August 13, 2012
By Matt Baume
The freedom to marry is poised to take center stage at the Democratic National Convention in September. We’ll take a look at exactly what the Democratic party is proposing. With four states facing major showdowns over marriage this November, advocates are already looking ahead to 2013. And what’s next after a setback for marriage in Hawaii?
It’s really happening: the Democratic National Committee is ready to add marriage equality to the official party platform. This is a huge deal, but it’s not done yet. First, it has to make its way through the Platform Committee in Detroit, which met this past weekend. And then it gets a vote at the Charlotte convention, when the party meets to formally nominate Obama starting September 4th. You can expect marriage to be a major topic of discussion at the Democratic National Convention.
The draft language of the plank says, in part, “We support marriage equality and support the movement to secure equal treatment under law for same-sex couples.” While affirming religious freedom, it goes on, “We oppose discriminatory federal and state constitutional amendments,” and “We support the full repeal of the so-called Defense of Marriage Act.”
This move by the Democratic Party reflects a national mainstreaming of marriage equality. This is no longer a divisive wedge issue for Democrats — over a dozen national polls show that a majority of Americans support the freedom to marry.
Our growing support will have its next major test in November, when Washington, Maine, Maryland, and Minnesota put marriage equality up to a vote. If you live in those states, now is the time to get involved. And if you don’t, you probably know someone who does. Make sure you talk to them about why the freedom to marry is so important.
Looking ahead, Delaware might be the next state to push for marriage equality. Governor Jack Markell was a backer of last year’s successful effort to enact civil unions. This week he told reporters that he supports efforts to upgrade the state to full marriage recognition in 2013.
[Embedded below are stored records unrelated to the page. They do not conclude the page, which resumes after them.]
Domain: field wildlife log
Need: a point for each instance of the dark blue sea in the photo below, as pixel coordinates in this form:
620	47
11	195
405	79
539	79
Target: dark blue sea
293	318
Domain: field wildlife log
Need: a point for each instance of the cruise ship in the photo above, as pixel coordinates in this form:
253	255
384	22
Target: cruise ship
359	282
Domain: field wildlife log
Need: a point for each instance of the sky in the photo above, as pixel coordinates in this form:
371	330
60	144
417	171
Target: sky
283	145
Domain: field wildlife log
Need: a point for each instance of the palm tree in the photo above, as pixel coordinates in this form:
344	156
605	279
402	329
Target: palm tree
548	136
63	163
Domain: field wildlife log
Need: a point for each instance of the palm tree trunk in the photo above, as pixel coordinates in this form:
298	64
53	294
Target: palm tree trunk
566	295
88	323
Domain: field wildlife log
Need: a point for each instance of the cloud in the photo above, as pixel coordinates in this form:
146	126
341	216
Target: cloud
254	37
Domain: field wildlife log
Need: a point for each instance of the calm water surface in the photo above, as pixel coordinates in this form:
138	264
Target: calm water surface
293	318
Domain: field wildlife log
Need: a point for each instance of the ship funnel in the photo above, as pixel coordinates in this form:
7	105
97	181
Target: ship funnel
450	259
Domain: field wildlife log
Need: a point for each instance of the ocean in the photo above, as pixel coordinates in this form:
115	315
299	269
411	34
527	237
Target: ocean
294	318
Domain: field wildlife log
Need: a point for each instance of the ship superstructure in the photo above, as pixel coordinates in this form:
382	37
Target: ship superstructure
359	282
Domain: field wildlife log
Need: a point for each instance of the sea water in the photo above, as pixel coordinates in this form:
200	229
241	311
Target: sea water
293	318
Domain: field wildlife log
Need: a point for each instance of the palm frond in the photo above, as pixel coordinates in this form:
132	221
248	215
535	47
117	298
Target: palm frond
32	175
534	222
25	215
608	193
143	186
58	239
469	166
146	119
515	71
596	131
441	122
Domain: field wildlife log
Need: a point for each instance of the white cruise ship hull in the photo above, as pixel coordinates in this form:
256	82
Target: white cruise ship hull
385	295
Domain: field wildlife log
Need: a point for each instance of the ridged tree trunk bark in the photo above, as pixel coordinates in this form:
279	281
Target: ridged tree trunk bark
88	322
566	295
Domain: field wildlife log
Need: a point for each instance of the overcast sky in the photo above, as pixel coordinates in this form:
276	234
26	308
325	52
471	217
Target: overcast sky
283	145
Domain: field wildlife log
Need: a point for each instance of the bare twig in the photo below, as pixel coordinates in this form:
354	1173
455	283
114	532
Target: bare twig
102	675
There was a setback in Hawaii this week, with a federal judge upholding the state’s ban on gay and lesbian couples getting married. Advocates for equality, including Governor Neil Abercrombie, plan to appeal the ruling to the Ninth Circuit Court of Appeals. Earlier this year, that ruled in AFER’s case that Proposition 8 is unconstitutional.
And as AFER’s case continues its progress to the Supreme Court of the United States, the Prop 8 proponents have been dealt another setback. This time, it’s a proposed fine of nearly fifty thousand dollars for eighteen counts of improper campaign finance reporting.